We must use this occasion to remember Roger’s devotion to FH patients and to follow his example as we move forward to confront the future challenges of this vital public health issue. 

Rob Hegele, MD, FRCPC, FACP
Distinguished University Professor of Medicine and Biochemistry
Schulich School of Medicine and Dentistry
University of Western Ontario
London, Ontario, Canada




References
1) Hegele RA, Emi M, Wu LL, Hopkins PN, Williams RR, Lalouel JM. Clinical application of deoxyribonucleic acid markers in a Utah family with hypercholesterolemia. Am J Cardiol 1989; 63:109-12.
2) Emi M, Wu LL, Robertson MA, Myers RL, Hegele RA, Williams RR, White R, Lalouel JM. Genotyping and sequence analysis of apolipoprotein E isoforms. Genomics 1988; 3:373-9.
3) Drayna DT, Hegele RA, Hass PE, Emi M, Wu LL, Eaton DL, Lawn RM, Williams RR, White RL, Lalouel JM. Genetic linkage between lipoprotein(a) phenotype and a DNA polymorphism in the plasminogen gene. Genomics 1988; 3:230-6.
4) Hegele RA, Sutherland S, Robertson M, Wu L, Emi M, Hopkins PN, Williams RR, Lalouel JM. The effect of genetic determinants of low density lipoprotein levels on lipoprotein (a). Clin Invest Med 1991; 14:146-52.

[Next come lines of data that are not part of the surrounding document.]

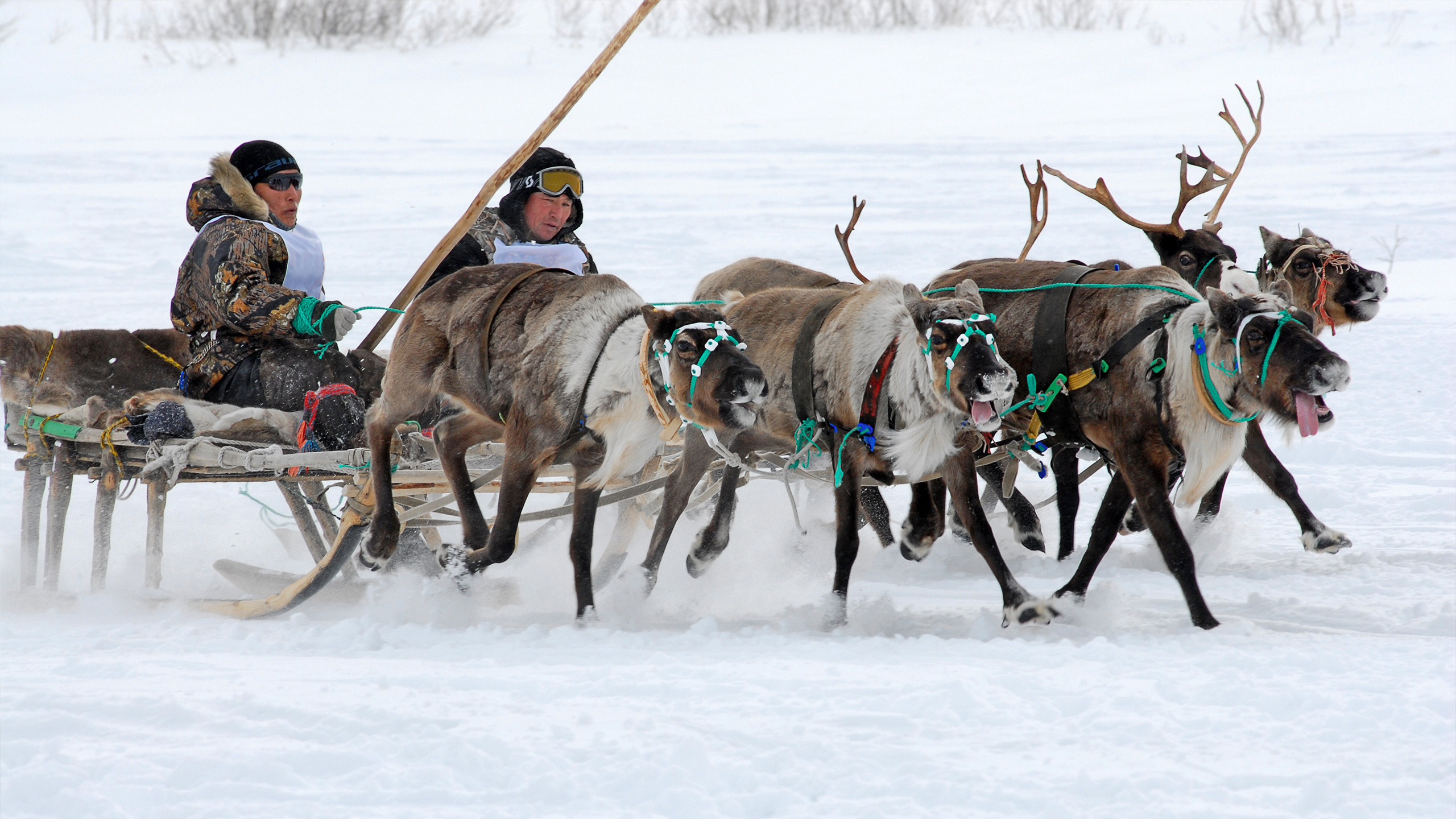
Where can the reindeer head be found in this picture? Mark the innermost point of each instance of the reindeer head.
(958, 341)
(704, 366)
(1324, 280)
(1200, 257)
(1277, 359)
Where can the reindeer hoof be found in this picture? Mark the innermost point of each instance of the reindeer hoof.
(1031, 613)
(913, 551)
(696, 566)
(1325, 541)
(1031, 541)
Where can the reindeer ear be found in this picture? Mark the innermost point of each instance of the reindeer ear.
(1223, 309)
(1283, 291)
(969, 291)
(1270, 238)
(659, 322)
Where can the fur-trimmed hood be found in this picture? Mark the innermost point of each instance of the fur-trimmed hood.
(223, 193)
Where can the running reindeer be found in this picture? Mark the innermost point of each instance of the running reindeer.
(549, 362)
(1324, 282)
(887, 378)
(1158, 406)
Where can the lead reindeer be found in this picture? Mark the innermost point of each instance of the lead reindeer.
(549, 362)
(892, 378)
(1161, 406)
(1324, 282)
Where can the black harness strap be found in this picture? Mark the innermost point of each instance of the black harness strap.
(1132, 338)
(495, 307)
(1155, 374)
(803, 371)
(1049, 350)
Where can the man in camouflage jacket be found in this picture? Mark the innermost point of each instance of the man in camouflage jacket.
(230, 296)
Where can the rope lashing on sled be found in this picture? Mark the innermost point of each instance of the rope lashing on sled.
(1176, 292)
(967, 331)
(696, 369)
(25, 424)
(1200, 350)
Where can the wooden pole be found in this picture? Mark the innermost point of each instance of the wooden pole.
(376, 334)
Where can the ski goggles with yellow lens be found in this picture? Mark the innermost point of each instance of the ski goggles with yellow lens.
(552, 181)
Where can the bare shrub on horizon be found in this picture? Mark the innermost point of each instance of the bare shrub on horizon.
(324, 24)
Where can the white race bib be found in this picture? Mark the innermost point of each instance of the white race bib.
(565, 257)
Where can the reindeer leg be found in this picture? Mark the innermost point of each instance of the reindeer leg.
(1017, 604)
(383, 530)
(1149, 486)
(713, 538)
(1021, 514)
(679, 490)
(1315, 535)
(1212, 502)
(925, 522)
(583, 528)
(1104, 531)
(877, 514)
(453, 437)
(523, 462)
(1065, 468)
(846, 527)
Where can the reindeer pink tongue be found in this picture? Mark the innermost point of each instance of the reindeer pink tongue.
(1306, 413)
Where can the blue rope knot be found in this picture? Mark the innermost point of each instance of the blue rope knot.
(862, 431)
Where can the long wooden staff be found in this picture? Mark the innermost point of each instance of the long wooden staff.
(501, 175)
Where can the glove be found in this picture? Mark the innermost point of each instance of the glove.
(338, 322)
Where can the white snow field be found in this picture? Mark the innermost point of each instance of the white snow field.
(1329, 691)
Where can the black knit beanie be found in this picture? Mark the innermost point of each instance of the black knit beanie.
(261, 159)
(513, 205)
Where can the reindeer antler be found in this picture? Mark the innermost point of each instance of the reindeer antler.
(1210, 219)
(843, 238)
(1104, 197)
(1039, 191)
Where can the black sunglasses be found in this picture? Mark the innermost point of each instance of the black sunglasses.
(282, 181)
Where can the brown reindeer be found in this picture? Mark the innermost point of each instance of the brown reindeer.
(882, 390)
(1163, 407)
(77, 365)
(549, 362)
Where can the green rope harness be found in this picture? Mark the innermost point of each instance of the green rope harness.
(708, 349)
(315, 327)
(969, 328)
(1074, 284)
(1039, 401)
(1200, 349)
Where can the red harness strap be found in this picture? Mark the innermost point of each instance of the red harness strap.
(311, 406)
(870, 407)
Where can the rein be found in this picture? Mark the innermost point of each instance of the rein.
(1207, 392)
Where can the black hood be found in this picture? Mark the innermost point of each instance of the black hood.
(513, 205)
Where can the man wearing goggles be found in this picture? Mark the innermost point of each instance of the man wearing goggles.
(535, 222)
(250, 292)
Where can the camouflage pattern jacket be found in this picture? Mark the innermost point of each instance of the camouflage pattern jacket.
(230, 297)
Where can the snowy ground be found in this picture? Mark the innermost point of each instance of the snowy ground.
(1330, 690)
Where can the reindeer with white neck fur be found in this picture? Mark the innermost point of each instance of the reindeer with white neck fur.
(937, 367)
(552, 369)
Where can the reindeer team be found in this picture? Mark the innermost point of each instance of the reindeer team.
(1165, 375)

5) Emi M, Hegele RA, Hopkins PN, Wu LL, Plaetke R, Williams RR, Lalouel JM. Effects of three genetic loci in a pedigree with multiple lipoprotein phenotypes. Arterioscler Thromb. 1991; 11(5):1349-55.
6) Hopkins PN, Wu LL, Schumacher MC, Emi M, Hegele RA, Hunt SC, Lalouel JM, Williams RR. Type III dyslipoproteinemia in patients heterozygous for familial hypercholesterolemia and apolipoprotein E2. Evidence for a gene-gene interaction. Arterioscler Thromb 1991; 11:1137-46.
7) Williams RR, Hunt SC, Schumacher MC, Hegele RA, Leppert MF, Ludwig EH, Hopkins PN. Diagnosing heterozygous familial hypercholesterolemia using new practical criteria validated by molecular genetics. Am J Cardiol 1993; 72:171-6.